How to Use Rep Ranges for Optimal Loading

How to fine-tune your exercise prescription to train harder

By Strength Sensei CP

Publication Date: 2008


I’m often asked why I prescribe a repetition range in many of my workouts, such as 4 x 6-8. Why not 6 reps, or 7 or 8? And why don’t I use percentages of the 1RM (1 repetition maximum) that weightlifters use? Let me explain.

First, unless you are a competitive weightlifter, I am not a fan of using percentages. One reason is that muscles have different fiber types. Let’s say I want an athlete to do the leg press and the seated leg curl, and I prescribe a weight that equals 92.5 percent of their 1-repetition maximum. Using a standard percentage/rep conversation chart, you would expect the athlete to perform about 3 reps in both exercises. Not quite.

The quadriceps are primarily Type IIa muscle fibers (slow-twitch), whereas the hamstrings are primarily Type IIb muscle fibers (fast-twitch). The Type IIb fibers can produce stronger contractions than the Type IIa fibers, but the Type IIa fibers have more endurance. As such, this athlete might be able complete just 3 reps in the leg curl but can crank out a dozen reps in the leg press.

There are many excellent resources listing the fiber types of specific muscles, such as La Forza Muscolareby Carmelo Bosco, Ph.D. The problem is that neurological efficiency changes with training age.

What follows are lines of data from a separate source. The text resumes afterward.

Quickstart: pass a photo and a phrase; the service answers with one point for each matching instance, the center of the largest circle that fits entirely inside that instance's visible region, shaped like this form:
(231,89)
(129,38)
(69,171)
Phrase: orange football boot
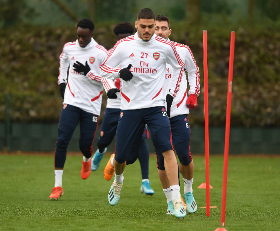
(56,193)
(109,169)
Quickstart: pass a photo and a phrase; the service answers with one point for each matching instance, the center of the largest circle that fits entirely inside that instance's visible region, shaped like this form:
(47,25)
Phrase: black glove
(169,100)
(111,94)
(62,87)
(125,74)
(81,68)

Using our example of the leg press, a beginner might perform 12 reps with that 92.5 percent weight, but after two years of training, those max reps at that percentage may drop to 10.

Training age affects an athlete’s neurological efficiency, such that they respond better to lower reps (This photo by Ryan Paiva @liftinglife; lead photo by Miloš Šarčev)


Another issue is that percentage systems lock you into weights that may be too heavy or too light for a specific workout. Let’s face it, some days everything feels heavy, such that there is no chance you can complete the prescribed weights at those percentages. Other days you feel amazing, and those weights are too light such that you easily complete all your prescribed reps and sets. In both cases, the quality of your workout is compromised.

The practical solution is to let the repetitions determine the load. Rather than 3 sets x 10 reps at 75 percent of 1RM, you write 3 x 10. You can use those percentage conversion charts as a starting point for beginners, but athletes need to keep accurate records so they can determine the best weights to use for every set.

Refining this suggestion, rather than writing a single repetition prescription for a set, prescribe a repetition range. The reason is accumulative fatigue affects performance. If the weight you use on your first working set barely allows you to complete 8 reps, you might only manage 9 or 8 reps on subsequent sets. Not being able to complete all the prescribed reps breaks you down mentally. Rather than 3 x 8, a better exercise prescription would be 3 x 6-8. If you somehow managed all 3 sets at 8 reps, great. If you hit 8,7,6 reps, still great!

There is a place for percentage systems in weightlifting, but using rep ranges is the most practical way to get bigger and stronger.